Routine second-look endoscopy significantly decreased re-bleeding compared with the control group (OR 0.55, 95% CI 0.37 to 0.81; Ι²=9%; eight RCTs). Similar results were found when performing sensitivity analysis by removing one trial at a time. However, when removing two studies with high-risks patients, no significant benefit was found for routine second-look endoscopy.
The meta-analysis showed that second-look endoscopy significantly reduced the need for surgery in patients with peptic ulcer bleeding (OR 0.43, 95% CI 0.19 to 0.96; Ι²=3%; five trials) but not mortality (five trials), length of hospital stay (one trial) and blood transfusion (five trials).

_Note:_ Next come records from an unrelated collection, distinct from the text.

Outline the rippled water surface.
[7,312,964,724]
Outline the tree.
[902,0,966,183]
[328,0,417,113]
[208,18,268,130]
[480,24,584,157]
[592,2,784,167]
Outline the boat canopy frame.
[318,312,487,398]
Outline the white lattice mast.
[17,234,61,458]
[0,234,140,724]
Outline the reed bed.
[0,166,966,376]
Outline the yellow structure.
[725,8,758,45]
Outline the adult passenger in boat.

Subgroup analyses showed the benefit of second-look endoscopy with varying definitions of re-bleeding. However, no significant difference in re-bleeding was found between the two groups with varying endoscopic haemostasis method and proton-pump inhibitor therapies. Re-bleeding was significantly reduced by second-look endoscopy in studies with a lower quality score but not with a higher quality score (>8). There was no evidence of publication bias.